I appreciate grades and regular progress reports

I care about my kids’ grades. I know that grades do not represent all that my kids learn or don’t learn, but they do represent how well they have been performing on assignments and tests.

I get a progress report emailed to me every other week so I can applaud their good work and discuss any visible problem areas. I encourage them to study and turn in their assignments and I work with them when they are struggling or when they ask for my help. I do not pay or reward my kids for good grades, and I do not punish them for poor grades.

Over the past few months, I noticed a problem area. One of my children was struggling in math. With almost every progress report, I noticed missing assignments or poor grades on quizzes or exams. When I pulled him aside to show him the progress report and ask him about his grades, he acted surprised.

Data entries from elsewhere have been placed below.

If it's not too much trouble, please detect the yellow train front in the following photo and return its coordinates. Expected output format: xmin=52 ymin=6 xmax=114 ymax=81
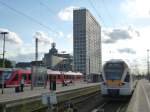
xmin=101 ymin=59 xmax=134 ymax=96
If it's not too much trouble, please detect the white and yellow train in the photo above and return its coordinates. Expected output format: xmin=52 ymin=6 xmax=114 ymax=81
xmin=101 ymin=59 xmax=134 ymax=96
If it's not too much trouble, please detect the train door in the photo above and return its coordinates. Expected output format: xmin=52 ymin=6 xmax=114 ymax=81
xmin=21 ymin=73 xmax=28 ymax=84
xmin=9 ymin=72 xmax=20 ymax=86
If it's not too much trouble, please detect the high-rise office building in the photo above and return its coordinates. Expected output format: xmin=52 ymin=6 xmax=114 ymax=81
xmin=73 ymin=9 xmax=102 ymax=81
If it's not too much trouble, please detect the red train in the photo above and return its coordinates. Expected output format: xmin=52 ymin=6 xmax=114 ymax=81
xmin=0 ymin=68 xmax=82 ymax=87
xmin=0 ymin=68 xmax=31 ymax=87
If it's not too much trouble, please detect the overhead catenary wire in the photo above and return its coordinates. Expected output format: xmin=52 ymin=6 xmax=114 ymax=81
xmin=0 ymin=1 xmax=58 ymax=34
xmin=39 ymin=1 xmax=56 ymax=15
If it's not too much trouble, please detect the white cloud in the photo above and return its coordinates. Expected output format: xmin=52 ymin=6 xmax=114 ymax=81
xmin=102 ymin=26 xmax=150 ymax=71
xmin=102 ymin=26 xmax=140 ymax=44
xmin=58 ymin=6 xmax=78 ymax=21
xmin=121 ymin=0 xmax=150 ymax=18
xmin=0 ymin=28 xmax=22 ymax=44
xmin=33 ymin=31 xmax=53 ymax=44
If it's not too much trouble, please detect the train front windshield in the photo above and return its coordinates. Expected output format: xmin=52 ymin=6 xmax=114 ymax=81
xmin=104 ymin=63 xmax=123 ymax=80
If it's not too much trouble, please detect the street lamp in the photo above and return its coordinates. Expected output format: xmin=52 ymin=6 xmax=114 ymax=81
xmin=0 ymin=32 xmax=8 ymax=94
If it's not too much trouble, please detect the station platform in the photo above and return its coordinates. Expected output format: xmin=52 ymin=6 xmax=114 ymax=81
xmin=0 ymin=82 xmax=100 ymax=112
xmin=127 ymin=80 xmax=150 ymax=112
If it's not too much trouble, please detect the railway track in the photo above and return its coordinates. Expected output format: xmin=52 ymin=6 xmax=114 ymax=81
xmin=91 ymin=98 xmax=129 ymax=112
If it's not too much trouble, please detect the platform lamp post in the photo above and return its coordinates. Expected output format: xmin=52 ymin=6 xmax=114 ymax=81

We would look for his missing assignments (they were usually somewhere in his binder) and discuss when he could retake quizzes (the teacher allows and encourages retakes). I talked to my child about the class and asked him if he understood what he was learning, or if he felt like he needed more assistance. I assumed that he was just getting used to the rigors of an advanced math class, a new school and new teachers, so I was not too worried.

When December rolled around, my son was still getting poor grades in math. He was not having difficulties in any of his other classes, so I decided to email the math teacher and ask her why she thought my son was struggling. We discussed his skills, his classroom participation and his scores. The teacher delicately told me that this particular advanced math class might not be the right fit for my son. She informed me that he could switch to a different class at the semester, without too much trouble. I discussed it with my son, and he decided to switch classes.

It was difficult for my son to tell me that he was struggling. He was ashamed of his poor grades and embarrassed to change classes (he assumed all of the other students would notice). It was hard for me to let him fail (I believe that kids can learn a lot from failure), and hard for me to know when to step in and help.

I really don’t care what grades my kids get, I care that they understand what they are being taught. I appreciate grades and regular progress reports, because it helps me be more aware of my children’s education. Grades help me to know when I need to discuss struggles and failures and when to congratulate hard work and growth.

Do you check your kids grades? Do you have punishments for poor grades or rewards for good grades? How do you help your kids when they are struggling and get poor grades?  Share with me what works for you and your family.